GD_iteration! (generic function with 1 method)

#### ``GD_solver``
Now we are in a position to write the main solver function named ``GD_solver`` that will be used by the end user. Internally, this function will take the problem information and the problem setting, and then it will

* create the initial state,
* keep updating the state using ``GD_iteration!`` function until we reach the termination criterion or the maximum number of iterations,
* print state of the algorithm if ``verbose`` is ``true`` at the specified frequency, and 
* return the final state.

In [11]:
## The solver function

function GD_solver(problem::GD_problem, setting::GD_setting)
    
    # this is the function that the end user will use to solve a particular problem, internally it is using the previously defined types and functions to run Gradient Descent Scheme
    # create the intial state
    state = GD_state(problem::GD_problem)
    
    ## time to run the loop
    while  (state.n < setting.maxit) & (norm(state.∇f_x, Inf) > setting.tol)
        # compute a new state
        state =  GD_iteration!(problem, state)
        # print information if verbose = true
        if setting.verbose == true
            if mod(state.n, setting.freq) == 0
                @info "iteration = $(state.n) | obj val = $(problem.f(state.x)) | gradient norm = $(norm(state.∇f_x, Inf))"
            end
        end
    end
    
    # print information regarding the final state
    
    @info "final iteration = $(state.n) | final obj val = $(problem.f(state.x)) | final gradient norm = $(norm(state.∇f_x, Inf))"
    return state
    
end

GD_solver (generic function with 1 method)

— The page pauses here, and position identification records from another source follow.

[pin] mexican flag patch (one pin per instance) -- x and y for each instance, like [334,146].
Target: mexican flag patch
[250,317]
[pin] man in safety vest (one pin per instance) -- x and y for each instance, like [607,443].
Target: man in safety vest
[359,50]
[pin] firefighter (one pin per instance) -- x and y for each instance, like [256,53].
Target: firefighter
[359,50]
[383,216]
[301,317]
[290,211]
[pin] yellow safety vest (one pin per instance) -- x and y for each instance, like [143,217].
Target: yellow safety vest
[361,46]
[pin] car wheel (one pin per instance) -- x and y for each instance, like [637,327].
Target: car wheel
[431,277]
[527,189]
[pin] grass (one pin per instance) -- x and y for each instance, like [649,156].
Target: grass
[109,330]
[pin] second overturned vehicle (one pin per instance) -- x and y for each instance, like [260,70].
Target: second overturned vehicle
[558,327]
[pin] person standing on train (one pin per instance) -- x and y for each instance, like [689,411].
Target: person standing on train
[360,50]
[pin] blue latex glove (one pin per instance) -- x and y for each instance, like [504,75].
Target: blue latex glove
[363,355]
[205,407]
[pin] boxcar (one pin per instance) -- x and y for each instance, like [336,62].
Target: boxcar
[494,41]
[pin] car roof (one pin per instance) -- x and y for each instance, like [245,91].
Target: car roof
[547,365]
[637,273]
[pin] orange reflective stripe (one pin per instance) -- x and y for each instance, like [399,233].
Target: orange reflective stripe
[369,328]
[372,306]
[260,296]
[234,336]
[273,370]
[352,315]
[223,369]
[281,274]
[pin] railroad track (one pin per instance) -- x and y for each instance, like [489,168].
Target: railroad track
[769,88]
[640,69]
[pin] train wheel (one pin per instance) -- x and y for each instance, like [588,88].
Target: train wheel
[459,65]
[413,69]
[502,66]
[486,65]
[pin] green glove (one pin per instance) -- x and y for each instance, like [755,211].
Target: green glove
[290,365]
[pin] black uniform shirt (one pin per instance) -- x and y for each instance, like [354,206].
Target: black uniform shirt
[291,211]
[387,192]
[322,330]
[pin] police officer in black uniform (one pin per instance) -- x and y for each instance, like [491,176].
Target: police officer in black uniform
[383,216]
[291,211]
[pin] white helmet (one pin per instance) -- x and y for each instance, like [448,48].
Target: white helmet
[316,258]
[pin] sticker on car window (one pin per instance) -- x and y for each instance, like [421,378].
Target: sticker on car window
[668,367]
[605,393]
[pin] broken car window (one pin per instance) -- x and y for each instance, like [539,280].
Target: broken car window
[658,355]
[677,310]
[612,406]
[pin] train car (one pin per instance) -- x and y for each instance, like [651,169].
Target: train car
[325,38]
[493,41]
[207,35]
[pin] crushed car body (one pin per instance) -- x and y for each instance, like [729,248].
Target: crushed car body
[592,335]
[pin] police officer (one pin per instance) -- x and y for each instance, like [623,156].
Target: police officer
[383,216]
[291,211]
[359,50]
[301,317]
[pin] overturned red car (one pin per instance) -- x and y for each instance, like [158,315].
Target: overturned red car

**Usage of ``GD_solver``.** For the previously created ``problem`` and ``setting``, we run our ``GD_solver`` function as follows.


In [10]:
# The following function will run the entire loop over the struct GradientDescent

In [21]:
final_state_GD = GD_solver(problem, setting)

┌ Info: final iteration = 15 | final obj val = 1.3426102641150683 | final gradient norm = 0.008021018664603696
└ @ Main In[11]:23


GD_state{Array{Float64,1},Int64,Float64}([-0.5482448838438723, -0.42909865018108256, -0.0701068264712182, -0.07118625446430132, -0.5163734825032458], [0.0076930667784437246, -0.007012653935494384, 0.008021018664603696, -0.00661057576689994, 0.0011087604577533772], 0.06666666666666667, 15)

In [23]:
println("objective value found by our gradient descent $(f(final_state_GD.x))")

println("real objective value $(f(pinv(A)*b)) ")

objective value found by our gradient descent 1.3426102641150683
real objective value 1.3425784868644 


So, we do decent in terms of finding a good solution!